Como en años anteriores fui invitada a hablar. El siguiente es el texto que leí:
Entonces se nos cayó encima otro septiembre. Los volantines al viento, la fonda con su música estridente, la empanada recalentada, el sol que se desliza por la cresta de la ola. La espuma suspendida en el aire, las gaviotas con sus piruetas dibujan una fina estela contra el cielo luminoso. La cueca sola, cada vez más sola. Viva Chile, mierda.
A mí, querida hermana, me envuelve la ausencia, tu ausencia que me ha seguido como una larga sombra durante muchos años. Ha caído tanta lluvia y en mí aún se anida el vacío profundo de la pérdida irreparable. Irremplazable. Te hablo, te extraño, te busco sin rumbo. Fuiste mi sol, mi estrella, mi luna. Cuando desapareciste, me quedé a oscuras.
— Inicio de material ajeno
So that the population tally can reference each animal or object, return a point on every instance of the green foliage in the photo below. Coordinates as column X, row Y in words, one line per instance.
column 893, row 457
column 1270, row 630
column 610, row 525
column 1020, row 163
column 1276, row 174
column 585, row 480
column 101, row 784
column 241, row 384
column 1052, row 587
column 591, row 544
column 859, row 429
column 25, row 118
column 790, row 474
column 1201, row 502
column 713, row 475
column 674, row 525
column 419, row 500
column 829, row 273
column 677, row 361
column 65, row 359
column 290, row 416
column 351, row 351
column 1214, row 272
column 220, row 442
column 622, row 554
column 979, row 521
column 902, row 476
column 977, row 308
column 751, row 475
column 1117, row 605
Sólo quiero pensar, hermana mía, que tú estás lejos de la noche y el dolor. Lejos del olvido, a salvo, apañada en mi abrazo, clavada en mi memoria, con tu sonrisa dulce y tu alma en paz. Pese al tiempo transcurrido -ya son 46 años- he hablado, dentro y fuera de Chile, de ti y de todas las y los detenidos desaparecidos en Chile y América Latina, las llamadas víctimas del Plan Cóndor. He contado tantas veces la misma historia que podría recitarla como un largo poema.
Pero seguiré hablando frente a quien me quiera oír. O leer. Porque sólo tengo la palabra y la memoria. He constatado, una y otra vez, que compartir ambas aliviana la carga y, por un instante, ahuyenta tanta soledad. Voy lentamente quitándome las telarañas de silencio, de inercia, en la cual me sentí entrampada durante tanto tiempo. Nos mintieron, nos engañaron, nos amenazaron, nos prohibieron el duelo. Nos robaron el futuro y nos pisotearon el pasado. Pero no pudieron arrebatarnos nuestra dignidad y la de nuestros caídos. Esa es nuestra gran victoria, aunque sigamos colmados de ausencia y desolación.
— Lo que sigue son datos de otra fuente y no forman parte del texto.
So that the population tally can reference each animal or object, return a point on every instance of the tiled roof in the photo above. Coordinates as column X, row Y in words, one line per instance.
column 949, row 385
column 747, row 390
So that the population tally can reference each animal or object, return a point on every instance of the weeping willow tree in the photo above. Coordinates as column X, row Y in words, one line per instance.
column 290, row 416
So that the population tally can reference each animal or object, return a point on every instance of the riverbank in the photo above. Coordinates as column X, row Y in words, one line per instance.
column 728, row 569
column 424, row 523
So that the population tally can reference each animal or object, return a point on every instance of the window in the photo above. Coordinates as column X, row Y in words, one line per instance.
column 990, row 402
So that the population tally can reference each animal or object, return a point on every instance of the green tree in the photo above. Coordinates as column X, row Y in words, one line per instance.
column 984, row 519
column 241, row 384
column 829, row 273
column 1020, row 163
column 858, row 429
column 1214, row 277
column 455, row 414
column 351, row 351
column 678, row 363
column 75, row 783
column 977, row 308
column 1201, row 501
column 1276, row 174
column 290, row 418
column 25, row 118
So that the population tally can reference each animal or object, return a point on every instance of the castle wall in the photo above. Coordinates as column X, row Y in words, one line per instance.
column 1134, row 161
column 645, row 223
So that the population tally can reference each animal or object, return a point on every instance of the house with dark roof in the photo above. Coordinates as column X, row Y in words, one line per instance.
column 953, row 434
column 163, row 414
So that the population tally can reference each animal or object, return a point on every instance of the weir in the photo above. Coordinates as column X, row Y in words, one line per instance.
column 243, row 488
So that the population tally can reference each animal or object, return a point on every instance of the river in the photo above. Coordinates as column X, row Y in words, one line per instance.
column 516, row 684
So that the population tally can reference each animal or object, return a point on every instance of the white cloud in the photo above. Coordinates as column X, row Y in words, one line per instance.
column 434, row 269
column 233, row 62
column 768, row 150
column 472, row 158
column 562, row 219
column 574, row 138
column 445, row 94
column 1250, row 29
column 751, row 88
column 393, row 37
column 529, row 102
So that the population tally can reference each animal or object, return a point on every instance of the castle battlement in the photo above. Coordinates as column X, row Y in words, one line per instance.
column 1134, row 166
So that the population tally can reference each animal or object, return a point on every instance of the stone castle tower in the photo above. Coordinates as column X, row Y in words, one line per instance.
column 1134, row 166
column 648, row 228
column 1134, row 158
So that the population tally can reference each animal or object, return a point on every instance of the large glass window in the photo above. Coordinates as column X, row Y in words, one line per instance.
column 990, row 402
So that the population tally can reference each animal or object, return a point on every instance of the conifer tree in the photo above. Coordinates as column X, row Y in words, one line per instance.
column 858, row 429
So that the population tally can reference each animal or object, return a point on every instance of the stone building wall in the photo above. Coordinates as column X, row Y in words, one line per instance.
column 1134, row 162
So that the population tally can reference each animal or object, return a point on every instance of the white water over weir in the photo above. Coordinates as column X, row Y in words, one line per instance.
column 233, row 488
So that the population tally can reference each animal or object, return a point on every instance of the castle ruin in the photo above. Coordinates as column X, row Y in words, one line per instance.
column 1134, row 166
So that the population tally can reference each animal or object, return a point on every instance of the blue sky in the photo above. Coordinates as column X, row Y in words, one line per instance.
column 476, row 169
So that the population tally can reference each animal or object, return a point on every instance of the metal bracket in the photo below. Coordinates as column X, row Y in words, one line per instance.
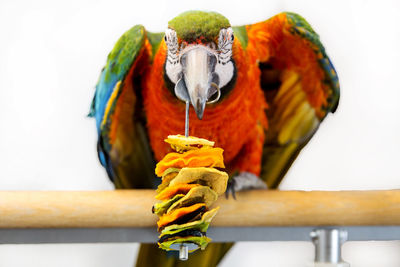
column 328, row 244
Durante años nos reunimos en torno a esa mujer altiva, de piel de mármol blanco, con la vista vendada y el corazón frío. Una figura solitaria, ubicada en los pasillos de los tribunales, que se negó a responder la única pregunta que habría detenido nuestro viaje al infierno. ¿Dónde están? La acechamos, le lanzamos maldiciones, le rogamos como a esos santos mudos de los altares cristianos. Si hubiésemos podido, le habríamos prendido velas y prometido mandas.
Cada uno y una de nosotros sigue librando una batalla con sus propios molinos de viento. Contra todas las mareas, las internas y las externas, queremos confiar en que algún día la balanza se inclinará en favor de las víctimas y sus familias. En esta espera que, quizás nunca termine, seguiremos exigiendo verdad, justicia y reparación como la única forma de honrar sus vidas y sus nombres.
Quisiera creer que no todo está dicho ni hecho. Quisiera creer que nos reconocemos en la convicción de que los sueños son posibles, de que los milagros ocurren y que podemos torcerle la mano a la realidad. Pero tengo claro que para iniciar esta búsqueda hay tener el coraje de recordar y la voluntad de saber.
No puedo dejar de pensar en aquellos que se enjuagan la boca con el perdón, la reconciliación, la necesidad de dar vuelta la hoja, mientras levantan la copa en el cóctel de rigor y las palabras caen del aire como bolas de fuego en una magistral proeza circense que se cierra con un brindis.
En dos días más conmemoraremos un nuevo aniversario del Golpe. Bastó un día para que cambiara para siempre la vida de millones de chilenos, incluso de aquellos que aún no habían nacido. Ninguno de los nuestros que recordamos hoy han sido olvidados. Sólo sus fotografías se han teñido de sepia, porque la memoria está intacta, el amor, de pie, porfiado, la herida que no cicatriza. A cada uno de ellos queremos reiterarles, donde quiera que se encuentren, que no se equivocaron, que no fallaron, sino que sólo fueron interrumpidos en la canción entonada, la marcha emprendida, la bandera enarbolada, el mañana en pleno vuelo. Seguimos.